Part of the score’s continuing power to shock and delight — as heard in a moving Music Academy of the West performance at The Granada Theatre on Saturday night — is both the relative rarity of its appearance on stages, and the lack of competition in the orchestral repertoire in that intervening century-and-change. It remains a milestone unto itself, a challenge to orchestras and many listeners.
A very full stage full of the young and gifted musicians of the Academy Festival Orchestra (AFO) shivered, along with the Granada itself, as conductor Anthony Parnther bravely led the charges in what was possibly the 805’s finest (which is also to say, raucous in the right degree) Rite yet heard here. For the record, incidental local Rite sightings in recent years range from the Santa Barbara Symphony’s noble effort and a pared-down jazz-rocking version by the Bad Plus at the Ojai Music Festival. What the AFO gave us was a memorable real deal encounter.
A deft and delicate balance is critical to any successful Rite performance, with its intricate rhythmic convolutions and prominent percussion element, the abrupt shifts of murmuring lyricism and intense passages of fraught ferocity. Tender melodic themes — sometimes borrowed from Lithuanian folk music — struggle to seize a spotlight, frequently interrupted, roughed-up and rerouted over the restless course of the piece, especially in its second half. No happy ending is in store, although the “Sacrificial Dance” concludes with a sly little flute flurry before its finalizing chord.
The Parnther-guided AFO understood the score’s fragile yet commanding paradox again with a wisdom seemingly beyond its collective years (although that equation is higher than usual in this densely-populated ensemble).
Parnther’s AFO program was the strongest of the handful of orchestral concerts this season, taking on Rite of Spring as the centerpiece but also folding in living Los Angeles–based composer Joan Huang’s appealing Tujia Dance and the late, recently re-appreciated black composer Florence Price’s Symphony No. 3 in C minor. Suitably, Huang is the widow of noted percussionist-composer William Kraft, who held the Corwin chair at UCSB for several years, and whose history included work with Stravinsky, and Huang’s piece shows the imprint of Stravinsky-ian influence, along with impulses drawn from her own Chinese lineage.

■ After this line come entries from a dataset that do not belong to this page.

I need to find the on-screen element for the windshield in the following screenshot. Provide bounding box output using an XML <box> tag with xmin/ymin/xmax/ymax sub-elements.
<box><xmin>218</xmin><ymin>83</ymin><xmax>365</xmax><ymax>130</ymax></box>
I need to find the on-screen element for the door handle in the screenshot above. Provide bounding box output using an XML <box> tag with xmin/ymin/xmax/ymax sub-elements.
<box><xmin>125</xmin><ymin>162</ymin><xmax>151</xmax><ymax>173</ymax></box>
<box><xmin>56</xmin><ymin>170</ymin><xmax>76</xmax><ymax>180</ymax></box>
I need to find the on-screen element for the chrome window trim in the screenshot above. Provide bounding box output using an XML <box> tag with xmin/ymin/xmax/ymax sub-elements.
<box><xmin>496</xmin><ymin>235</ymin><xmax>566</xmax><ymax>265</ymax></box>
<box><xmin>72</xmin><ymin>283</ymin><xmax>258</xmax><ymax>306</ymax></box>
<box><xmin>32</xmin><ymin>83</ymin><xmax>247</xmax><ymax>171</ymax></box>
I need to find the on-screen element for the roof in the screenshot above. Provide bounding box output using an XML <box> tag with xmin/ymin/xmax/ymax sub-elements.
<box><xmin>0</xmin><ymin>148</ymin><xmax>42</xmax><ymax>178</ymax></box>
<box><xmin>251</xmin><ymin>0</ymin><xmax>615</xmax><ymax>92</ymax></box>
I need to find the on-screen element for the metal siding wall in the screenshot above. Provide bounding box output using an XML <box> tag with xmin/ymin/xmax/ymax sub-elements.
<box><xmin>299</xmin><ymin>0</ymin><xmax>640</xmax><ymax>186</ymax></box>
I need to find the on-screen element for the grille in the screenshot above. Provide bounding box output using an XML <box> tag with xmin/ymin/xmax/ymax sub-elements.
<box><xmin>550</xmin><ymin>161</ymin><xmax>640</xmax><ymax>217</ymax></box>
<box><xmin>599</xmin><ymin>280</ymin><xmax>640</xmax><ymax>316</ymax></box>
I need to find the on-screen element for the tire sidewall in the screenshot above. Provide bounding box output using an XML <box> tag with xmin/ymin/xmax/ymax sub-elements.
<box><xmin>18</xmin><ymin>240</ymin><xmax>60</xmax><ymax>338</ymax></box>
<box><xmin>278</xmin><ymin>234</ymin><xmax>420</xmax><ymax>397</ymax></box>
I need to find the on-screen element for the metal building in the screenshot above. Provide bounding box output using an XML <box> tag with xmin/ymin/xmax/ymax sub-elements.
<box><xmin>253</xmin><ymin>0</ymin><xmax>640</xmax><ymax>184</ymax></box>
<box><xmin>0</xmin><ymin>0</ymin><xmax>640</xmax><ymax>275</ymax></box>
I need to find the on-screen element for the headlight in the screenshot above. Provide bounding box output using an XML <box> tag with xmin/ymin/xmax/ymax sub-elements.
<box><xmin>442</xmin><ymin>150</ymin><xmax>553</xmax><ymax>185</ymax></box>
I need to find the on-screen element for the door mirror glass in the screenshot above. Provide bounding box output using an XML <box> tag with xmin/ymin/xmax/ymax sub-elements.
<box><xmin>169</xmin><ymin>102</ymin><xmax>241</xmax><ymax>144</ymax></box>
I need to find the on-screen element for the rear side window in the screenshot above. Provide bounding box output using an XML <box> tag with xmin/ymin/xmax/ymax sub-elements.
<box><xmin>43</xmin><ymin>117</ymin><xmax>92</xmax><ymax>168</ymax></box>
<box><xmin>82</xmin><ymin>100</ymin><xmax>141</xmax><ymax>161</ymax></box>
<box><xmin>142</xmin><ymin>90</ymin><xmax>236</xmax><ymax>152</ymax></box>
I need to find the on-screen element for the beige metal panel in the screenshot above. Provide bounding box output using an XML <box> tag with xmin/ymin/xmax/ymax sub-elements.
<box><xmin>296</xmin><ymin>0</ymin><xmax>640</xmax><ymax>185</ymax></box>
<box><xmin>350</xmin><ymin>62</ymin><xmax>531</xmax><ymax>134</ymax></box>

Price’s delectable 1938 symphony is a treat for the ears and a valuable rediscovery in terms of historical and ethnic reference. Price worked with a language redolent of Copland and Gershwin, but in her own special dialect, with a telling nod to slavery via the plantation-based practice of Juba blending in with popular culture, a marimba moment and an engaging thematic journey of a piece. Price’s piece was a journey itself, well situated in an evening all about brave journeys beyond standard classical norms. Touché.